Süddeutsche Zeitung

Koalition:Wie die SPD mit Merkels Schuldeingeständnis umgeht

Dass die Kanzlerin einen Fehler eingesteht und sich entschuldigt, spielt der SPD sechs Monate vor der Bundestagswahl in die Hände. Und doch müssen die Genossen aufpassen, dass sie es mit ihren Attacken nicht übertreiben.

Von Mike Szymanski, Berlin

Kanzlerin Merkel zeigt Schwäche. Der 24. März 2021 dürfte im Kalender der Sozialdemokraten als jener Tag vermerkt werden, an dem sie eine große Chance wittern, aber dann nicht so recht wissen, wie sie damit umgehen sollen.

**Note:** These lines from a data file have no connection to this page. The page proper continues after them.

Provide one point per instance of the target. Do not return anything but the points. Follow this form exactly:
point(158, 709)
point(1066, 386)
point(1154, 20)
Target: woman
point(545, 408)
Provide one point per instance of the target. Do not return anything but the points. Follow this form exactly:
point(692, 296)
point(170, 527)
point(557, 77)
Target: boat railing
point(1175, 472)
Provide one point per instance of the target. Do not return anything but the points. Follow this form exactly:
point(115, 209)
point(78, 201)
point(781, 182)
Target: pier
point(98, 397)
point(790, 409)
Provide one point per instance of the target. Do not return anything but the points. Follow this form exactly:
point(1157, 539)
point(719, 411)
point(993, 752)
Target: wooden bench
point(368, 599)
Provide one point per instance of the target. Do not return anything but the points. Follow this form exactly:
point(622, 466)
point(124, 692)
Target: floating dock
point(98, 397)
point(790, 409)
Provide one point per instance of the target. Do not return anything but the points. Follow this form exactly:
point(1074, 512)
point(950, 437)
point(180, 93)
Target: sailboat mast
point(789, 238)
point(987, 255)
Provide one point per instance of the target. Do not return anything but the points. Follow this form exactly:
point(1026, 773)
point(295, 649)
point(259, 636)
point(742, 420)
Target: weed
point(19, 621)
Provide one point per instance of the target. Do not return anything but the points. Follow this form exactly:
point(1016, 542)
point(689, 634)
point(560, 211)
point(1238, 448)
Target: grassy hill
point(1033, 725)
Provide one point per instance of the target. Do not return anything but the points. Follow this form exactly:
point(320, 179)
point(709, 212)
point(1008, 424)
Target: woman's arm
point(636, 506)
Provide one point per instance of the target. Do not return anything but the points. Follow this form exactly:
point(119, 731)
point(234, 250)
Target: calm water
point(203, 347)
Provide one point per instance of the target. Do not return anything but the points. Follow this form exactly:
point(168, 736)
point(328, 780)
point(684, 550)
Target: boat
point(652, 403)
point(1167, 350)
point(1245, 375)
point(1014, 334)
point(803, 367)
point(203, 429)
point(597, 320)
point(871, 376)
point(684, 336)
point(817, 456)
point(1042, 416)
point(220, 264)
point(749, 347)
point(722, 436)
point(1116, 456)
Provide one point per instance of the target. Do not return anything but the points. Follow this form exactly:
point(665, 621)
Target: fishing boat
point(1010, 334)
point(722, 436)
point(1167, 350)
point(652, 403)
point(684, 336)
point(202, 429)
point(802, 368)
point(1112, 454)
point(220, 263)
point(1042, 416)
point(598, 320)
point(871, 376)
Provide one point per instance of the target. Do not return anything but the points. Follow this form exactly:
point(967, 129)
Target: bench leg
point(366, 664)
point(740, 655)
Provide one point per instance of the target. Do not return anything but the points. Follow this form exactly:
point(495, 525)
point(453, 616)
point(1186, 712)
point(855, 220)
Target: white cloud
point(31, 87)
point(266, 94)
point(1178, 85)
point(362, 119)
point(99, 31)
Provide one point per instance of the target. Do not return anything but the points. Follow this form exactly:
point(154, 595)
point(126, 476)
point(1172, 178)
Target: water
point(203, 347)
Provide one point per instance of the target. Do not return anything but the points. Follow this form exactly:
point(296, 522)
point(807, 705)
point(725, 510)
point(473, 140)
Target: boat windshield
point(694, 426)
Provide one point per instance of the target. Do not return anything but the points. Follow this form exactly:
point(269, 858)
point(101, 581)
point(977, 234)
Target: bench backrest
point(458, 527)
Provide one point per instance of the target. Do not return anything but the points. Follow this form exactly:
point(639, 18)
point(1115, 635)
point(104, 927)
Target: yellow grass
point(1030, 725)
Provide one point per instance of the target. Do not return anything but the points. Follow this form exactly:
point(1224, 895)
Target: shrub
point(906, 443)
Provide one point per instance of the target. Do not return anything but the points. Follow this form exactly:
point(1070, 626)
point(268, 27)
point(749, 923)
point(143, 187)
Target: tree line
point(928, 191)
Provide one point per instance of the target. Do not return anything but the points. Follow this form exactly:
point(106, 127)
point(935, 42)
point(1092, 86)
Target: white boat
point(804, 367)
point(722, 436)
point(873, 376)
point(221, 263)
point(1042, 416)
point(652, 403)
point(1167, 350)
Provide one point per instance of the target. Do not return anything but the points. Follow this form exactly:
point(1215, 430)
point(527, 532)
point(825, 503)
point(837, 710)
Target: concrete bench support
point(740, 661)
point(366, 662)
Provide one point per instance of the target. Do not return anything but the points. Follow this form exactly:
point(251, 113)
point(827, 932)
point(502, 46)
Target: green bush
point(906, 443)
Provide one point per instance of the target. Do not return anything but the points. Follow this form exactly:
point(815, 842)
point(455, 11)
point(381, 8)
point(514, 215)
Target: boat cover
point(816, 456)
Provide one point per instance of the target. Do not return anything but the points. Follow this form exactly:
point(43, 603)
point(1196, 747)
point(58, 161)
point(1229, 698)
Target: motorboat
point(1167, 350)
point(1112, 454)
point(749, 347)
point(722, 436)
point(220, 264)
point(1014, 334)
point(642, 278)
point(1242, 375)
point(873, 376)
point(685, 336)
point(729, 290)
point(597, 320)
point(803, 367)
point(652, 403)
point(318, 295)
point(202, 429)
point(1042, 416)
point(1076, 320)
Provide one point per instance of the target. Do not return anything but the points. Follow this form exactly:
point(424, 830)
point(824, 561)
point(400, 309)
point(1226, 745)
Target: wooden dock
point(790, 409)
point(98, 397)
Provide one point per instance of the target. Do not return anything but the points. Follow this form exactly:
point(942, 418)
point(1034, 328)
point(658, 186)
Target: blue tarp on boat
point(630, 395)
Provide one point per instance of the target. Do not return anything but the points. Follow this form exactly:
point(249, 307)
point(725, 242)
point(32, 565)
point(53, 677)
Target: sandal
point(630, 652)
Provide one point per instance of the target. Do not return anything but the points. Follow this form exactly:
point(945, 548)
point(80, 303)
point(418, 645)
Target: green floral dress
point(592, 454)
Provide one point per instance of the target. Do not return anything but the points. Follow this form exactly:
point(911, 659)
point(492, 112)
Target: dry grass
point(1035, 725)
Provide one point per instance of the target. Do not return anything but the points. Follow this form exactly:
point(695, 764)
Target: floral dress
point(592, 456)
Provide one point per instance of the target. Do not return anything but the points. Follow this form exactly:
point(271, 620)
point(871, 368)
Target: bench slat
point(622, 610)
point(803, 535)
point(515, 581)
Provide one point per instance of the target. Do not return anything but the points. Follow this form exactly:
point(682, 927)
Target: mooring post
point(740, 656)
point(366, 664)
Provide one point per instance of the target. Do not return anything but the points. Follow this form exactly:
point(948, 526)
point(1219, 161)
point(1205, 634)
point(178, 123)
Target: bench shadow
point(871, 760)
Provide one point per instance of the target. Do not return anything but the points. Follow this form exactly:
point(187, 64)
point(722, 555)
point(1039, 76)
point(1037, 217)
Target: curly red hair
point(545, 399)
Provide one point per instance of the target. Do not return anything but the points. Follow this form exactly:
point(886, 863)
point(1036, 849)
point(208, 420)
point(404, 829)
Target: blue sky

Angela Merkel hatte in der Runde mit den Ministerpräsidenten in der Nacht zu Dienstag den Plan durchgesetzt, die Ostertage quasi zu verlängern und auch den Gründonnerstag zu einem Feiertag zu machen. Nur, wie das funktionieren sollte, konnte danach niemand beantworten. Am Mittwoch nannte Merkel den Plan einen Fehler. Sie sagte: "Dieser Fehler ist einzig und allein mein Fehler, denn am Ende trage ich für alles die letzte Verantwortung."

Es waren Worte, die den Koalitionspartner SPD elektrisierten. An Merkel gab es sonst kein Vorbeikommen. Es geht weitgehend auf ihr Krisenmanagement in der Anfangsphase der Pandemie zurück, dass die Union in Umfragen erst wieder den Sprung über die Marke von 30 Prozent schaffte und dann auf die 40 Prozent zusteuerte. Die SPD dagegen steckte bei Werten von 15 oder 16, ab und zu mal 17 Prozent in den Umfragen fest.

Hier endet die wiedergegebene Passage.